Did the United States win or lose in Najaf? The US lost in two ways. It further alienated the Iraqis, so that neither the US nor its client administration has any credibility on the street. It also lost the opportunity for a smashing military victory that might have won the November US election for President George W Bush and intimidated Shi'ite militants enough to keep them quiet while the US developed and implemented a new program for the Shi'ite areas of the country.

But the US also won two things from Sistani's intervention. First, it was relieved of a terrible choice: either withdraw without dislodging Muqtada al-Sadr, which would have been a monumental victory for Muqtada and would have led to liberated areas throughout the south of Iraq; or smash the shrine and create Islamic-wide outrage that could have led to an immediate insurrection throughout the country. So the Americans lived to try another strategy, which they would not have had the chance to do if al-Sistani had not intervened.

Second, Sistani's preemption provided a template for the new strategy that the US adopted soon afterward. His truce-making provided an orderly process by which the Iraqi police (trained and controlled by the US) took official control of old Najaf. Their authority is guaranteed by the legitimacy of al-Sistani, and therefore they have not had to face a challenge by militant Sadrists or other insurgents - though the police themselves may not remain loyal to the US, a process we have seen elsewhere already. For the United States, this created the vision of parallel developments in other cities: an alliance with "moderates" that legitimated the Iraqi police while effectively removing the militants from the public life of the city.

The new US strategy The new US strategy, then, is targeted at the cities where the guerrillas and their clerical leadership dominate, notably Fallujah, Samarra, Tal Afar and Sadr City, though there are several others that have not been in the news lately. The US method is to negotiate with the clerics, offering extensive reconstruction aid in exchange for calling off the insurgency and perhaps delivering the guerrilla fighters over to the United States. They call this negotiating with the moderates to split with the militants.

If they can get an agreement, then the US marches into town and arrests at least some of the guerrillas, using informants to determine whom to target. If the guerrillas resist arrest, the US annihilates them and the areas in which they take refuge. If they melt into the population, then the Iraqi police and National Guard take up stations within the city to enforce the rule of a re-established local government. US troops outside the city maintain the capacity to intervene against any effort to challenge the police or National Guard.

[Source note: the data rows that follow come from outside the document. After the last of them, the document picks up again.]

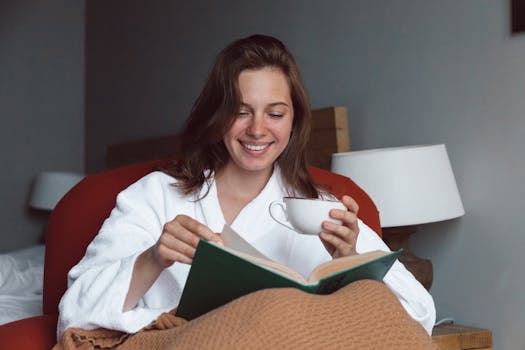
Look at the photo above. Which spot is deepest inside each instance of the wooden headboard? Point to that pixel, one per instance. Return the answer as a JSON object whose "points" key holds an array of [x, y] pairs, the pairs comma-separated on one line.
{"points": [[329, 135]]}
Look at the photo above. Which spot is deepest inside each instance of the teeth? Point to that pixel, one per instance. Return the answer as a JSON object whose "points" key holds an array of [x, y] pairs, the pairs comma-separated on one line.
{"points": [[255, 147]]}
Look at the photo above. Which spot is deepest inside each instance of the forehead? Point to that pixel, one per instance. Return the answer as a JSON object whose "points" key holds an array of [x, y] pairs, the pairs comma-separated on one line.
{"points": [[268, 82]]}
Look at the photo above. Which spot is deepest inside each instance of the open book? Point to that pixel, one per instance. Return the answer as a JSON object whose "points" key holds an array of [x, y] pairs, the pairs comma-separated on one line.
{"points": [[220, 274]]}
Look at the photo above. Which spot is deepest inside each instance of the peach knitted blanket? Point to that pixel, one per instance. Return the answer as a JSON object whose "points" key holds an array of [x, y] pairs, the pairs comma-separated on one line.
{"points": [[363, 315]]}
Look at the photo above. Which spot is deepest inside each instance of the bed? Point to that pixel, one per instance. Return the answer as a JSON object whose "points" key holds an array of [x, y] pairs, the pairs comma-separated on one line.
{"points": [[21, 271], [21, 278]]}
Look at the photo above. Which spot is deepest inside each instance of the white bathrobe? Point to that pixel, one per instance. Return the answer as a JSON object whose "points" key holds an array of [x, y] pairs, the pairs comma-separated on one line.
{"points": [[99, 283]]}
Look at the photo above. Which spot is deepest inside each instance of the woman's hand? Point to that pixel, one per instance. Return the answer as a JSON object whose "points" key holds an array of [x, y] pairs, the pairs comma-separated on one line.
{"points": [[340, 240], [179, 239]]}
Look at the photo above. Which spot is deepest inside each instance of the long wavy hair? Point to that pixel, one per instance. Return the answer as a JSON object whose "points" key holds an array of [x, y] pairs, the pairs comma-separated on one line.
{"points": [[217, 107]]}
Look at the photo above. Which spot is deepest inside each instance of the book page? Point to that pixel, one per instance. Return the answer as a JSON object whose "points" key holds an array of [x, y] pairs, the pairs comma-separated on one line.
{"points": [[233, 240], [330, 267], [237, 245]]}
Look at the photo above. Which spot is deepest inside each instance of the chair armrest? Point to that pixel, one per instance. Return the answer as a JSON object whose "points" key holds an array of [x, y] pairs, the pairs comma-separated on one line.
{"points": [[33, 333]]}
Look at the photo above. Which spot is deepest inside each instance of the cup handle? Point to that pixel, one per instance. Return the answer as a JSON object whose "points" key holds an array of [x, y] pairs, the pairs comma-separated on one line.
{"points": [[283, 208]]}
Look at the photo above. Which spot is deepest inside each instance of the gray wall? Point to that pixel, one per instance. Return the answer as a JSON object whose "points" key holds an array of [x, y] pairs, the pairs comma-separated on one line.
{"points": [[410, 72], [41, 106]]}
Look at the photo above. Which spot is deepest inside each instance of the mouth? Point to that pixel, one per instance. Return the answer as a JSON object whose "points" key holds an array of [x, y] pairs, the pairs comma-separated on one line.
{"points": [[255, 147]]}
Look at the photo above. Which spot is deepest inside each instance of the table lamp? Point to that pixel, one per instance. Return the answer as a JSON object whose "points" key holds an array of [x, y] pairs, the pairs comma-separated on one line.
{"points": [[50, 187], [410, 186]]}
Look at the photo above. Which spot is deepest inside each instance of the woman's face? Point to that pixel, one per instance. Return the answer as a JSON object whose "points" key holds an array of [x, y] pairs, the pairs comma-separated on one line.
{"points": [[264, 123]]}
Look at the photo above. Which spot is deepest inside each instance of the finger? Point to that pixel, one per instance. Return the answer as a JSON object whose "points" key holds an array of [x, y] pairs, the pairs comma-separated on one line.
{"points": [[350, 203], [179, 232], [348, 218], [341, 248], [169, 256], [343, 232], [167, 253], [174, 244]]}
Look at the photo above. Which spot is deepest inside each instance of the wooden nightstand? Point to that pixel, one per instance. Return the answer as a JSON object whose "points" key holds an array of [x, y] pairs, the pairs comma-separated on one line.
{"points": [[457, 337]]}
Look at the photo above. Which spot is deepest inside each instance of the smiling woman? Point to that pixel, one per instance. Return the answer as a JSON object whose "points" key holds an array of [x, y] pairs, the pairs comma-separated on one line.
{"points": [[243, 146]]}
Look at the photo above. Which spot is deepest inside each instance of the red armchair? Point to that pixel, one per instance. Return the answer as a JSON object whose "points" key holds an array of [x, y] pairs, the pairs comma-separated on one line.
{"points": [[77, 219]]}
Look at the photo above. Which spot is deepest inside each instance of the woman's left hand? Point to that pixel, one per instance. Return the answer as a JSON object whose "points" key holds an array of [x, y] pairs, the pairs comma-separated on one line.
{"points": [[340, 239]]}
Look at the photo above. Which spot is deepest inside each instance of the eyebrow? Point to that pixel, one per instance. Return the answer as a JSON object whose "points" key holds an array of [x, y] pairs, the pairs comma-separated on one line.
{"points": [[243, 104]]}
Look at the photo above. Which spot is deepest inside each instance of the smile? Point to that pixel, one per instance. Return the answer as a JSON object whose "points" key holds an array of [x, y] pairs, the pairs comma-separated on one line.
{"points": [[255, 147]]}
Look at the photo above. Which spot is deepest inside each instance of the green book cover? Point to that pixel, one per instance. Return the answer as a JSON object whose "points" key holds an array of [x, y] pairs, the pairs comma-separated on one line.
{"points": [[219, 275]]}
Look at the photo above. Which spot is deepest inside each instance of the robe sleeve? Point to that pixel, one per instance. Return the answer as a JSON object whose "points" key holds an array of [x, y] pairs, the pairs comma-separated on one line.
{"points": [[99, 283], [416, 300]]}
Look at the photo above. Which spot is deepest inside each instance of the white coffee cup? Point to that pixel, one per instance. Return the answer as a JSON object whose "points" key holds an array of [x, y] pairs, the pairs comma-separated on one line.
{"points": [[305, 214]]}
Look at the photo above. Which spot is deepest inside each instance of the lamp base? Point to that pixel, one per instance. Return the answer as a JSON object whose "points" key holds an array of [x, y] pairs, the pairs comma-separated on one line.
{"points": [[397, 237]]}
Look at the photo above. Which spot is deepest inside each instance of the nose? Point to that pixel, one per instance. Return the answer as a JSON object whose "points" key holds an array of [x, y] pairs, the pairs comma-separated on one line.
{"points": [[257, 126]]}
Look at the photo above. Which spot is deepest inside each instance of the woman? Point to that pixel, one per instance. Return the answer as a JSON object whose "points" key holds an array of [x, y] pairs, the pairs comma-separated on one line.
{"points": [[243, 146]]}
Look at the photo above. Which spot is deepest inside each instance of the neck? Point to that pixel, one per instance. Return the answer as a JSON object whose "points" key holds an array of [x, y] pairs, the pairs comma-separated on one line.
{"points": [[241, 184]]}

To force an agreement, the US threatens both economic and military attacks on the city as a whole. Part of the plan is to use brutal air power that can annihilate buildings or whole city blocks in an effort to convince residents and leaders that the cost of resistance is simply too high. The underlying assumption is that the "moderates" will eventually choose to negotiate rather than see their city destroyed. As one marine officer in Fallujah told Washington Post reporter Rajiv Chadrasekaran, the goal is "to split the city, to get the good people of the city on one side and the terrorists on the other".

The new plan is designed to achieve two goals. First, the US hopes to reduce drastically the number of attacks on US convoys and bases outside the cities. These attacks are planned within the cities, the weapons used are stockpiled there, and the guerrillas are protected from detection by their civilian identities as members of local communities. By demobilizing, arresting or killing the guerillas, the new plan holds the potential to reduce direct attacks on US forces drastically.

Second, by replacing guerrillas with police as the source of law and order in the city, the US hopes to obtain control over local public life, including establishing pro-American political leadership, instead of the current clerical leadership hostile to the US presence. This will permit US control of the electoral process in January and guarantee a legislature compliant with US policy.